Asking Anything in Jesus’ Name
Jesus said, “Whatever you ask in My name, that will I do, so that the Father may be glorified in the Son. If you ask Me anything in My name, I will do it” (John 14:13-14). This appears to be, as it were, a blank check that has already been signed by Jesus Himself.
It seems Jesus is encouraging us to ask for anything we desire, just sign His name to it and He will grant it. It’s similar to that which God told Solomon, “Ask! What shall I give you” (1 Kings 3:5)? God gave him what He requested and beyond (Ephesians 3:20). Four keys to praying in Jesus’ name:
- Power of attorney. If you are given power of attorney over someone’s finances, you are to use or distribute it for their purposes only. You can use it however you choose. However, there will be a day of accounting when you will give an account as to how you used what was theirs. There will be an accounting one day of how we used His name. When we pray using His name it must be used for His purposes.
- In His will (1 John 5:14-15). Praying in Jesus’ name means we are praying for His will and purposes to be implemented in the affairs of men (our affairs and life) on earth (Matthew 6:10).
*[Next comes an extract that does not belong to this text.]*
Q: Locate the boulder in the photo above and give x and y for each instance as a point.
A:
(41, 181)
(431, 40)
- In His merit not ours (Romans 5:1-2 and Hebrews 4:16). When we come to Him, praying in His name, we are coming in His merit and not our own. We come in His righteousness, having been made worthy by His finished work on the cross for us (2 Corinthians 5:21 and Colossians 1:12).
- For His glory (John 14:13). When praying in His name we should be praying only for that which will bring Him glory. Judge what you are praying for and if it will bring God glory, then you are praying rightly. If it will not bring Him glory, then it is something you should not be praying for – “whatever you do, do all to the glory of God” (1 Corinthians 10:31).
Prayer: Lord, I ask you to check my spirit, examine me and show me my motives. I desire to seek Your will and pray in such a way so as to bring glory to Your name and support Your purposes. In Jesus name. Amen!